The Lamb Adventure

It started, as many things do, with my sister, Sue. She followed a Middle Eastern recipe for lamb shanks from The New York Times that called for saffron and pomegranates. “Amazing,” she texted afterwards. How could I not do the the same, especially for dinner on an inhospitable winter night?

The choices to where I could find the best shanks falls between my neighborhood’s Greek or Middle Eastern markets. They each have glass cases that prominently display whole lambs and goats. The Greek market is closer and, since it’s a three layers bundling up day, the Greek market it is.

“Two lamb shanks, please?” I ask the man behinds the counter.

“Two?” He asks in a thick accent.

“Yes, two.”

He disappears into the back and, upon returning, holds up a plastic bag. “Okay?” he says.

The bag is opaque with frost but its heft should reveal two meaty shanks. And they’re a bargain at $7. I very excitedly walk home where I place the bag on the counter to defrost for cooking later in the day.

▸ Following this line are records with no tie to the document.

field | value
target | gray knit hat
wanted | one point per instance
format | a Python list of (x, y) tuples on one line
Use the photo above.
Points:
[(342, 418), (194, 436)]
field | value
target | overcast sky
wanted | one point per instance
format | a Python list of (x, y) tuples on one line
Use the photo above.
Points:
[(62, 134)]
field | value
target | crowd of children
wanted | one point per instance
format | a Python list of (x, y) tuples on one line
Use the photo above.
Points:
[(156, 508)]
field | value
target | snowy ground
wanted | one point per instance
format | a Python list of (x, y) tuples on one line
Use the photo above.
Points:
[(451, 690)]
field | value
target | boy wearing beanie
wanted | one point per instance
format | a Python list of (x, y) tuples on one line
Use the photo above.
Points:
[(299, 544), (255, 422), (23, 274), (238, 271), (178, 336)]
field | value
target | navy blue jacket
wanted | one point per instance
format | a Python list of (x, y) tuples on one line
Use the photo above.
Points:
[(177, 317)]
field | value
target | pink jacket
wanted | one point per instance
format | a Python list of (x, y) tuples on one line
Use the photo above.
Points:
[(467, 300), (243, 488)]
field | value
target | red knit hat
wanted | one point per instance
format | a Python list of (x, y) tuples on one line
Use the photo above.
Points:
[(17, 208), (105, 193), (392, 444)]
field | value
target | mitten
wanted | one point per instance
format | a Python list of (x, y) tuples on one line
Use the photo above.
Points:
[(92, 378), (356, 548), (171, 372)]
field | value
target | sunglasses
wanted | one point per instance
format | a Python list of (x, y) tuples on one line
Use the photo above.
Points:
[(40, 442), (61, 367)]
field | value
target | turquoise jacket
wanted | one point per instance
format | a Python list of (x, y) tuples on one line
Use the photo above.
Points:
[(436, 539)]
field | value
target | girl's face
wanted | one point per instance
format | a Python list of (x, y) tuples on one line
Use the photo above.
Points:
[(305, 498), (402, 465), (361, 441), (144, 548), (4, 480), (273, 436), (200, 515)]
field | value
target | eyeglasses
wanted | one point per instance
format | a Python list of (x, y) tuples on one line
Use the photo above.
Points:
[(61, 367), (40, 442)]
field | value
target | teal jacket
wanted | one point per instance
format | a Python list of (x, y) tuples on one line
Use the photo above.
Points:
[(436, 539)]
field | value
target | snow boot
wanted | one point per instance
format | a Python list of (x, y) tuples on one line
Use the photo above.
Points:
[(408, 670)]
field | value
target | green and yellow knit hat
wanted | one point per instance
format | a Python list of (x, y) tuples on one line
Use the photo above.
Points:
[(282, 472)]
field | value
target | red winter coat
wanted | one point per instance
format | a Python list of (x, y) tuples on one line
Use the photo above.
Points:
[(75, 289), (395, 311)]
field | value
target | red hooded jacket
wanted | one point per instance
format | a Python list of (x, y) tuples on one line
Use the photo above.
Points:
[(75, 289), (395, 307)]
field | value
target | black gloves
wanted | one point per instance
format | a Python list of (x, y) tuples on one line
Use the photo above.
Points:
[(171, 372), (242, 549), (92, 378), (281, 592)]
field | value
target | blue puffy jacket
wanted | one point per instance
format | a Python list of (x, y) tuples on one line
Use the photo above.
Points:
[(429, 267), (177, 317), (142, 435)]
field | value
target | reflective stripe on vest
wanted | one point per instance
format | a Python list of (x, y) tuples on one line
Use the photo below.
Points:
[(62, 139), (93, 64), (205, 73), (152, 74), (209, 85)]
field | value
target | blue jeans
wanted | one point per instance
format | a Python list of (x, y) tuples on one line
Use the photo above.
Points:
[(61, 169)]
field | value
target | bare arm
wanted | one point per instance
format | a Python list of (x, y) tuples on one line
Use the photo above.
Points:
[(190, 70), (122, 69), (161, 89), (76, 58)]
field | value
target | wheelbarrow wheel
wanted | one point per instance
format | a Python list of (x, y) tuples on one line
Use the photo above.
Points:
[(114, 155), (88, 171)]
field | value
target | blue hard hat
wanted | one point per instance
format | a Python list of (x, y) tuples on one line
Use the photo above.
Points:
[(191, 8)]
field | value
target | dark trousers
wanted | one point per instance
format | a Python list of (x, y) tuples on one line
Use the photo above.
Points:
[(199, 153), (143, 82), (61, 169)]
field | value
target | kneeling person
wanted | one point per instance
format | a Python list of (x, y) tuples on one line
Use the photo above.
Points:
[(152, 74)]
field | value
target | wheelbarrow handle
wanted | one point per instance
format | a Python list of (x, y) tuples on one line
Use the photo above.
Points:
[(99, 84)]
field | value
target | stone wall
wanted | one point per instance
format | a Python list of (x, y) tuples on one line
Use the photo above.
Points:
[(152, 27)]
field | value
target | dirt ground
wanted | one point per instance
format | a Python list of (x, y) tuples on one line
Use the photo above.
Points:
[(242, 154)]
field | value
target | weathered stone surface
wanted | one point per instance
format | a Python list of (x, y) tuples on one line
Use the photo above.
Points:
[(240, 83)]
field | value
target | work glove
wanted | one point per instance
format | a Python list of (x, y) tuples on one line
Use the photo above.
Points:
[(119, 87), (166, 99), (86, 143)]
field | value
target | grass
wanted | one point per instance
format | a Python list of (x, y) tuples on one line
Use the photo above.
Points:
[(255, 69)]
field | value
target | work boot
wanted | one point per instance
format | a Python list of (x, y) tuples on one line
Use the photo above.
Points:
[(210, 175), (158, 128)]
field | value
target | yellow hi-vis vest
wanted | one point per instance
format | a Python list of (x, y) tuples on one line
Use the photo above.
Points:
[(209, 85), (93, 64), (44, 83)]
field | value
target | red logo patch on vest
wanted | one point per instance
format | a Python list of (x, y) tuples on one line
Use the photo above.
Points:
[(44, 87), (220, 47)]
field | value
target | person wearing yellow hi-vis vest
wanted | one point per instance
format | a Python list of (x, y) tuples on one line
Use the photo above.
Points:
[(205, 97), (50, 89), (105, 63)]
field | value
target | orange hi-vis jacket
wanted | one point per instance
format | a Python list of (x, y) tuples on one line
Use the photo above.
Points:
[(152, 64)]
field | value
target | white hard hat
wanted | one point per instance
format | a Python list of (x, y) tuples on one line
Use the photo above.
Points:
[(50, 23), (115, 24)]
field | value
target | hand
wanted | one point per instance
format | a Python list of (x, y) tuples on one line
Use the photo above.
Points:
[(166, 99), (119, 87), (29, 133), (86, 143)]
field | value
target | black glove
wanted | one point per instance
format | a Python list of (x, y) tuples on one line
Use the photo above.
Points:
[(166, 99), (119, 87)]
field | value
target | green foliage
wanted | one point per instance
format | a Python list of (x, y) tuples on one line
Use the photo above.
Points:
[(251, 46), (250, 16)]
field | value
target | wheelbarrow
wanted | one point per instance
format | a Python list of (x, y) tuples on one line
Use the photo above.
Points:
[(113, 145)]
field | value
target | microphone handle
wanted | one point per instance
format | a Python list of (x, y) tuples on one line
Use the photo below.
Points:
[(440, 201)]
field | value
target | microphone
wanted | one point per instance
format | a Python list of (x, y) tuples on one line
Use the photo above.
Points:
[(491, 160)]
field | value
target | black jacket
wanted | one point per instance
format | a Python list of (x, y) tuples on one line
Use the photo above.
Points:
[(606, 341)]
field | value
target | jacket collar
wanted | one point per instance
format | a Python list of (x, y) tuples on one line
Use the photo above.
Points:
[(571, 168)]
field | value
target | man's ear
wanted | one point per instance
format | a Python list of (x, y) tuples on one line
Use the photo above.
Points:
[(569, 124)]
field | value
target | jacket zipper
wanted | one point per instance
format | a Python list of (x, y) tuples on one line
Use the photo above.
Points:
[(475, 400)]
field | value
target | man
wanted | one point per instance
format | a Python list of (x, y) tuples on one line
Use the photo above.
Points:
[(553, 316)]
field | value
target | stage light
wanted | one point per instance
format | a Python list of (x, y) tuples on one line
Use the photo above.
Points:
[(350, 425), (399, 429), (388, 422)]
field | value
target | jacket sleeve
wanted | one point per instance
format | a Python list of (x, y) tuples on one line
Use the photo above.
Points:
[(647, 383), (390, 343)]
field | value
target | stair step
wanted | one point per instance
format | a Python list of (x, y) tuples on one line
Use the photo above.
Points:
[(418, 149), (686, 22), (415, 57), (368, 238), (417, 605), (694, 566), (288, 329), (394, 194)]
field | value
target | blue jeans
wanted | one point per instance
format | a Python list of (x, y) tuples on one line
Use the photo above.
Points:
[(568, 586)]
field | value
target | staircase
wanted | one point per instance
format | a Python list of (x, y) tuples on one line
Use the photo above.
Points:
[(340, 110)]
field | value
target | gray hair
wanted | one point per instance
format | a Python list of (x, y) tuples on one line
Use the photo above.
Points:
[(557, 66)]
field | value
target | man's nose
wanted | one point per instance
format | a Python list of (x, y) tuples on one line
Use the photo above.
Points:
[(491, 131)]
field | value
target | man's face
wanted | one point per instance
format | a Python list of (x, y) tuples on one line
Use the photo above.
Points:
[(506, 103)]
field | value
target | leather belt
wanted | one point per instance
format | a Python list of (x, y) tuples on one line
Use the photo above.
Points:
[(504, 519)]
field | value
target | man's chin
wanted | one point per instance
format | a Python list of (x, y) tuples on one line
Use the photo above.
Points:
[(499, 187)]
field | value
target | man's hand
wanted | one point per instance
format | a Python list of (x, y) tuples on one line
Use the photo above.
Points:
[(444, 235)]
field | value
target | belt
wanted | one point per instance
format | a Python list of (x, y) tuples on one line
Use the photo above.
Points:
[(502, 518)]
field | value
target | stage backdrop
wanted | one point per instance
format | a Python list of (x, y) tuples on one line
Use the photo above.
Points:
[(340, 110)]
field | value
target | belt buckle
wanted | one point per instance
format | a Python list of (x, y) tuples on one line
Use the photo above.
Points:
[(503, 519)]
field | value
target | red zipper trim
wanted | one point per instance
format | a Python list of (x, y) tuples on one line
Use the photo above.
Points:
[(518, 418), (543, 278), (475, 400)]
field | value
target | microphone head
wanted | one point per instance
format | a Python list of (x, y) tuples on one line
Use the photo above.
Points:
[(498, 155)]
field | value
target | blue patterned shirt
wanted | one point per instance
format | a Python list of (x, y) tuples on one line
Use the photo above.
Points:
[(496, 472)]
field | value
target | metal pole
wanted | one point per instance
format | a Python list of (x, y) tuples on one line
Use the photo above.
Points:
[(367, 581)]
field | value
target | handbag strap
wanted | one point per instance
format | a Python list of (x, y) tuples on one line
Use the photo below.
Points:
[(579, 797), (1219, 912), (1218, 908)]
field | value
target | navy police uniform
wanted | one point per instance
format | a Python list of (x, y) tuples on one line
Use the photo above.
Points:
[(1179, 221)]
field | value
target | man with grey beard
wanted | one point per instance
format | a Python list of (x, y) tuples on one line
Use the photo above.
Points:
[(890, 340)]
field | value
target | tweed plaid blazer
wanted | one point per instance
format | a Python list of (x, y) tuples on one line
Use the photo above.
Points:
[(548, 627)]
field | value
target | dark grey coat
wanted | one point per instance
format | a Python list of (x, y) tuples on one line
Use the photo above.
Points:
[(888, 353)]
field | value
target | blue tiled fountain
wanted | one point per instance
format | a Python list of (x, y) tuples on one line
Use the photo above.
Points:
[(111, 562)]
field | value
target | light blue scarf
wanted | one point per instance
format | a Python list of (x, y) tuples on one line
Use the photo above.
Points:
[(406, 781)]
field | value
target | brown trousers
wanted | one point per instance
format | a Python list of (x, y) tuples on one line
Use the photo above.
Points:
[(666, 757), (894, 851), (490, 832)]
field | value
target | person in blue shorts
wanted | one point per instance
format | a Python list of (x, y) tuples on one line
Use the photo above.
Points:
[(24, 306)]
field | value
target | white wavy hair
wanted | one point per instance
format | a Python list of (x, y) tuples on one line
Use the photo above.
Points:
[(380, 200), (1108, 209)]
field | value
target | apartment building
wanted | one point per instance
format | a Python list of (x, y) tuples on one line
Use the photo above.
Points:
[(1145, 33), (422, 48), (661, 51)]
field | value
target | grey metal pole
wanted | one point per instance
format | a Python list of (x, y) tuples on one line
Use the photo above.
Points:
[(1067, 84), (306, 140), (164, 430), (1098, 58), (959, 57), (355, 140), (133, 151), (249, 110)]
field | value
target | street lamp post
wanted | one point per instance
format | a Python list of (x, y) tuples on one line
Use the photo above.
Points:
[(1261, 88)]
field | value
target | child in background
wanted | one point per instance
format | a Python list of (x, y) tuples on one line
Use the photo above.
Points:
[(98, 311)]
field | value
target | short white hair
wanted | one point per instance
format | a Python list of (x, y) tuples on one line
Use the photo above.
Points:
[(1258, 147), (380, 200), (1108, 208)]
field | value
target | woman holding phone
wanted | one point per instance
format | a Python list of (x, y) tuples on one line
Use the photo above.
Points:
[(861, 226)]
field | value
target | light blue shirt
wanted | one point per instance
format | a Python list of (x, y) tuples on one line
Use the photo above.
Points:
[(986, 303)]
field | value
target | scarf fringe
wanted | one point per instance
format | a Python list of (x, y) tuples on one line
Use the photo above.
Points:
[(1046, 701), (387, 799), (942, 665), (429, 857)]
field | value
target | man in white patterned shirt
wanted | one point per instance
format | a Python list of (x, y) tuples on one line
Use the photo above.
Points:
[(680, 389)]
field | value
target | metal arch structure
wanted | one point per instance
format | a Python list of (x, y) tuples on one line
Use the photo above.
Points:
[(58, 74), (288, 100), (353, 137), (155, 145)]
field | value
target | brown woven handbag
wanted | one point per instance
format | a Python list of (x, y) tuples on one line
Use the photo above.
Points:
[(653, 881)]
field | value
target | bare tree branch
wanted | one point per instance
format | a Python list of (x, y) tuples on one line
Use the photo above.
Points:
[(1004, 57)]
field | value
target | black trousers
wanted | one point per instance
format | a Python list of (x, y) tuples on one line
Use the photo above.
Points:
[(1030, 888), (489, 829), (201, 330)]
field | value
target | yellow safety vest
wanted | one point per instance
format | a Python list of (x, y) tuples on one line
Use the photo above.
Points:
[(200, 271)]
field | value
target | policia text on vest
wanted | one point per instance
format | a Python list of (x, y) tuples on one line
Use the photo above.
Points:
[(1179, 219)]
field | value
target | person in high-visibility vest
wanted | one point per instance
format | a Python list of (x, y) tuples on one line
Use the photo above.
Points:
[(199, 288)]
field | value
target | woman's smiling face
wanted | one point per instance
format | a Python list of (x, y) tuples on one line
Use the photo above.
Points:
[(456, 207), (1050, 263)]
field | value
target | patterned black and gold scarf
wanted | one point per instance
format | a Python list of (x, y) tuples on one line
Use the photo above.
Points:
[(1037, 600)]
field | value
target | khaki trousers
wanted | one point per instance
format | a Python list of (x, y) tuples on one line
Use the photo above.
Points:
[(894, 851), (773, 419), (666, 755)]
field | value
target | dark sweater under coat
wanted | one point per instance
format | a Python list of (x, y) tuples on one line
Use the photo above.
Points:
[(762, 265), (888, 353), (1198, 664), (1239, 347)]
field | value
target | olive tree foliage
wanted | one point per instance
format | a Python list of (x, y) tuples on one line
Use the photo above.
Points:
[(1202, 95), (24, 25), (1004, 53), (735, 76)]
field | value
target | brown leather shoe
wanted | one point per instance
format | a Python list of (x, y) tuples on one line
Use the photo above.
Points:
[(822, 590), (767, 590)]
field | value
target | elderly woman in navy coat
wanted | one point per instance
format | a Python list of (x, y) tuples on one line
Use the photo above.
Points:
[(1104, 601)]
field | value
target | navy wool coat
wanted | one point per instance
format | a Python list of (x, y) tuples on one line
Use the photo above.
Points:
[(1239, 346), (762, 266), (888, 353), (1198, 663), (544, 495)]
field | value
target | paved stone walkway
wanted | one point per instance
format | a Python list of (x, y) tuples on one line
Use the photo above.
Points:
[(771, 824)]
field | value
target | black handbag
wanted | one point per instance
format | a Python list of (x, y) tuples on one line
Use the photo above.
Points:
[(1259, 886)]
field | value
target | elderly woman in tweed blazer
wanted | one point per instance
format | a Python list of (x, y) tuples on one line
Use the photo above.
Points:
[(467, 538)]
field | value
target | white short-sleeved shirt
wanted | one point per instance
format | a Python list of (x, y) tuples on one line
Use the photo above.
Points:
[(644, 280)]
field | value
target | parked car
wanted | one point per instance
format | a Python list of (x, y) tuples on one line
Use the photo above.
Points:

“What the hell is that thing down there?” The husband shouts from the kitchen a few hours later. I’m half way through a very difficult paragraph in a story that should be pouring from my brain through my fingers and easily swirling across the blank screen that I’ve been staring at for a week.

Not getting a response, he breaks into my room and repeats his question. “What is that?”


“In the kitchen?”

“Lamb shanks.”

“No it isn’t.”

Annoyed, I say, “yes it is.”

“It’s staring at me! It has teeth!”

Jesus, Mary and Joseph I utter and get up to prove him wrong.

The frost has dewed in the plastic bag and, even from the doorway, I can see what he’s talking about. Large startled black eyes, a long narrow nose ending in a mouth where the tip of a tongue lulls behind buck teeth.

“You’re not cooking that thing!”


“You’re going to throw it away, right?” He asks in a tone half way between commanding and pleading, then leaves me to decipher his meaning.

I do throw it out but then retrieve it. I hate wasting food, especially since so many are doing without. The little head represents a prominent food culture edict that meat eaters should contemplate where their meat comes from. Besides, I’ve read that lamb’s head–actually a lot of animal and fish heads–is a delicacy. And I’ve never backed away from dishes that nauseate others.

A couple of cookbooks pile up beside the head. Every recipe calls for a split head. Surely there’s one for a whole head. That, of course, means YouTube but this confirms that a lamb’s head should be halved. I suspect the reason is a) it’ll be easier to cook and b) it’ll look less like a head.

Sidebar here: I’m not completely on board with not cooking a whole head considering the number of spit and oven roasted whole pigs I’ve stood around in my travels. They’re always surrounded by a crowd of people not at all turned off as they fight over cheek meat.

One video, however, reveals how to break a skull in two. The guy starts with a large butcher knife, then a hack saw, chisel and hammer, and back to the knife–with a cleaver kept nearby–before the job is done. He seems to enjoy the challenge and, once accomplished, shows how to soak the head overnight, remove the brain and tongue, and roast it in olive oil, rosemary, salt and pepper. He fries the brains and boils the tongue before frying it, as well. The little cheeks, scooped out of the roasted head, seems to be the only part he enjoys out of the whole production.

I contemplate the head. It contemplates me. I struggle back into three layers, trudge out into the freezing cold and return the little fellow to the Greek market where they’re happy to exchange it. They don’t carry shanks so I grab a couple of lamb chops that I’m not convinced I’ll cook anytime soon.